As recommended, the DAPT scale should be used for this purpose. This technique was developed on the basis of a mathematical model for assessing the ratio of the risk of ischemic and hemorrhagic events against the background of DAPT, based on the results of the DAPT study of the same name (2014). The trial examined whether extending DAPT to 30 months provided additional benefit.
As a result, it was found that when assessed on a scale<2 баллов пользы от продления ДАТ нет, а риск кровотечений увеличивается. У пациентов с оценкой >2 points, a clear significant reduction in the incidence of MI and stent thrombosis was obtained with a lower risk of bleeding.

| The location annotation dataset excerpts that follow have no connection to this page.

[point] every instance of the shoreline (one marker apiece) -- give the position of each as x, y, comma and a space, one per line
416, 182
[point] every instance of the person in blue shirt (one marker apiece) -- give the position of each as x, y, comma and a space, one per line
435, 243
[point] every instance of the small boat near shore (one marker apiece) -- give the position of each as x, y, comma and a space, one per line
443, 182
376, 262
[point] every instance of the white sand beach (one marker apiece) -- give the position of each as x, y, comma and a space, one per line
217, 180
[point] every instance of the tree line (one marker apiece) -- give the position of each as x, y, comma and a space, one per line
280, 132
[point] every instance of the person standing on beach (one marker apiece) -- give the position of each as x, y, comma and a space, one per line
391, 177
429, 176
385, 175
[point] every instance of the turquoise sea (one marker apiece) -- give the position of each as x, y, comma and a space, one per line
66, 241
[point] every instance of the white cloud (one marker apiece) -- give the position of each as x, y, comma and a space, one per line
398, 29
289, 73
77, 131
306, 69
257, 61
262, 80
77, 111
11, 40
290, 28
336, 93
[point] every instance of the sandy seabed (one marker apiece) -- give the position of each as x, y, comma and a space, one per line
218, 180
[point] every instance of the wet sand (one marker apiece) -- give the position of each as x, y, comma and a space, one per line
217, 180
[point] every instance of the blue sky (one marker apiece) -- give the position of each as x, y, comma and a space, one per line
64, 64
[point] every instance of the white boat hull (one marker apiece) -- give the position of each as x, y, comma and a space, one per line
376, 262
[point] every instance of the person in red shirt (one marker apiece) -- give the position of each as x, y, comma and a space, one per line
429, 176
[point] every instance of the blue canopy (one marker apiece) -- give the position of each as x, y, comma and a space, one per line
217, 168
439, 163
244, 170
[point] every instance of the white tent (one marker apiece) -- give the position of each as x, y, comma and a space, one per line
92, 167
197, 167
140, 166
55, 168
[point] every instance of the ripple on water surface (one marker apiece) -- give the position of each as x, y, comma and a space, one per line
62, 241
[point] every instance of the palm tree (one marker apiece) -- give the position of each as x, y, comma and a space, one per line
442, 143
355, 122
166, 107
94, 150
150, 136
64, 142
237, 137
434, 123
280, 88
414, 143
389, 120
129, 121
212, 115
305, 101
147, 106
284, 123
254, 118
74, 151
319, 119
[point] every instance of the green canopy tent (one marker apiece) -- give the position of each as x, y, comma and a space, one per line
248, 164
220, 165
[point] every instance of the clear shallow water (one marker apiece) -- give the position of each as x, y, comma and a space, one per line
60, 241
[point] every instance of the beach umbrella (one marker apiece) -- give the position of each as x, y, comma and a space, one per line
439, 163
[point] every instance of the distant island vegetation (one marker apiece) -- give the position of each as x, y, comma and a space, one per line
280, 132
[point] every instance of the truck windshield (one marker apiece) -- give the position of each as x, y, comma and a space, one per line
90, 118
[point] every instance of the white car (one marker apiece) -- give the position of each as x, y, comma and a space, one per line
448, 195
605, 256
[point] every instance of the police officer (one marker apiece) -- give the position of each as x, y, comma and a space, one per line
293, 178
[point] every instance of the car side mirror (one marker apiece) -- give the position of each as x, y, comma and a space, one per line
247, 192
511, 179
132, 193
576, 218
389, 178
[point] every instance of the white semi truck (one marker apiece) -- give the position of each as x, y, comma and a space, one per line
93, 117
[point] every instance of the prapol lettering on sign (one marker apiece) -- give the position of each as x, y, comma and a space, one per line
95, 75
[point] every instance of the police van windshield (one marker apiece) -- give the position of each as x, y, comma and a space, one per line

Thus, the DAPT scale allows for maximum individualization of the decision to extend or discontinue DAPT. In this case, the patient scores 5 points ( table 6), which corresponds to a very high risk of recurrent thrombosis and argues in favor of prolonging DAPT.
However, the DAPT score was developed from a study using thienopyridines (clopidogrel and prasugrel) and has not been tested in patients taking ticagrelor. On the other hand, we have data from the PEGASUS study, which examined the issue of prolonging ticagrelor therapy after 12 months from the onset of MI in patients with characteristics similar to those of our patient (DM, recurrent MI, renal dysfunction, multivessel coronary artery disease).
Based on the results of the DAPT and PEGASUS studies, the most appropriate solution in our case would be to continue therapy with ticagrelor, but at a dose of 60 mg twice daily (PEGASUS). Apparently, in some patients (with a high risk of bleeding), in such cases it is possible to switch to maintenance doses of clopidogrel for prolonged therapy. However, this issue requires further clarification in clinical studies.
Scenario #9
Patient S., 77 years old, 90 kg. ACS with ST segment elevation. Delivered 3 hours after the onset of pain. A decision was made to perform TLT with tenecteplase.
How to dose a thrombolytic? What should be the concomitant antithrombotic therapy?
Features of TLT in patients of the older age group are described in the corresponding section of the European recommendations (Table 7).
Taking into account the patient's age, half the dose of tenecteplase should be administered, which will reduce the risk of intracranial hemorrhage in the first place. As for antiplatelet therapy, before undergoing TLT the patient should receive ASA and clopidogrel (in this case, the loading dose is 75 rather than 300 mg). In addition, a bolus of enoxaparin is not administered, but subcutaneous injections are started immediately at a reduced dose of 0.75 mg/kg body weight twice daily.